Matched — High-confidence BibTeX found (title similarity > 0.9)
Fuzzy — BibTeX found but title similarity is 0.7–0.9, may need manual check
Unmatched — No API match; fallback @misc entry from GROBID data

Extraction Accuracy

RefBib relies on GROBID for PDF parsing. Extraction accuracy depends heavily on the PDF format:

PDF Type	Expected Accuracy	Notes
Published papers (conference/journal)	~100%	Standard layouts work best. Tested: 64/64 references extracted from a NeurIPS-style paper.
arXiv preprints	~95%+	Generally standard formatting
Anonymous submissions (e.g.
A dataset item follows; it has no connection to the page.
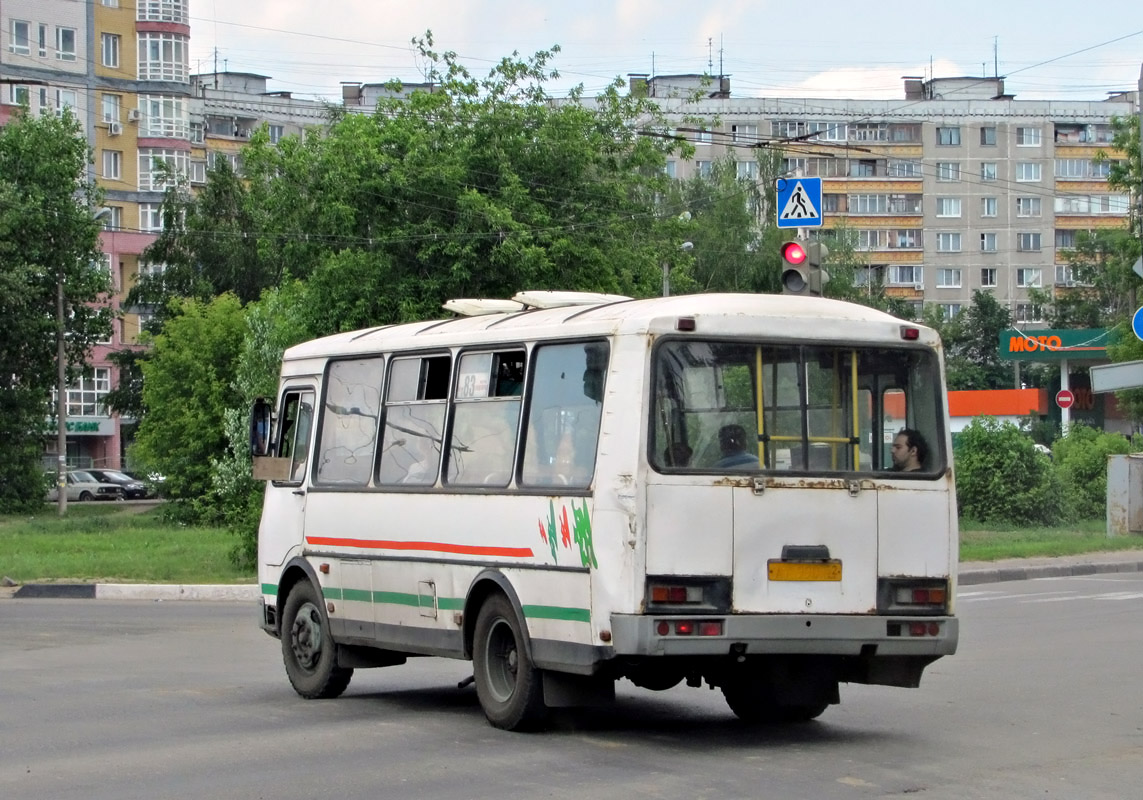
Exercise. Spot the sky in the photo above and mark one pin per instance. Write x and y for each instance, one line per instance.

ACL/ARR review copies)	~30–60%	Line numbers, non-standard templates, and draft formatting interfere with parsing
Theses, technical reports	Varies	Depends on layout complexity

Tip: If extraction misses references, try using the camera-ready or published version of the paper instead of a draft or review copy.

GROBID Instance Selection

Click the gear icon in the top-right corner to choose a GROBID instance. You can also check which instances are currently online. If the selected instance fails, the backend will automatically try the remaining instances as fallback.

GROBID Setup

RefBib needs a GROBID server for PDF parsing. You have two options:

Option A: Public Instances (No Setup Required)

RefBib comes preconfigured with free/community instances plus a local Docker option. You can switch between them in the settings:

Instance	URL	Notes
HuggingFace DL (default)	`https://kermitt2-grobid.hf.space`	Best accuracy, DL+CRF models
HuggingFace CRF	`https://kermitt2-grobid-crf.hf.space`	Faster, slightly lower accuracy
Science-Miner (Legacy)	`https://cloud.science-miner.com/grobid`	Often unstable
HuggingFace (lfoppiano)	`https://lfoppiano-grobid.hf.space`	Community instance, availability may vary
HuggingFace (qingxu98)	`https://qingxu98-grobid.hf.space`	Community instance, availability may vary
Local Docker	`http://localhost:8070`	Self-hosted option, usually the most reliable

These are free community resources hosted by the GROBID team on Hugging Face Spaces. They have rate limits and may be temporarily unavailable. Please be respectful of their capacity. For reliable usage, deploy GROBID locally (see below).

Option B: Local Docker (Most Reliable)

Self-hosting GROBID via Docker gives you the best reliability and speed.

Install Docker

Platform	Install
macOS	Docker Desktop for Mac (supports both Intel and Apple Silicon)
Windows	Docker Desktop for Windows (requires WSL2 — the installer will guide you)

Choose a GROBID Image

Image	Tag	Size	Best For
CRF-only (recommended)	`grobid/grobid:0.8.2-crf`	~1 GB	All platforms. Fast, low memory. Required for Apple Silicon.
Full DL+CRF	`grobid/grobid:0.8.2-full`	~5 GB	Intel Mac / Windows / Linux. Best accuracy.

Start GROBID

macOS (Apple Silicon M1/M2/M3/M4)

Use the CRF-only image. The Full image has known TensorFlow/AVX compatibility issues with ARM emulation.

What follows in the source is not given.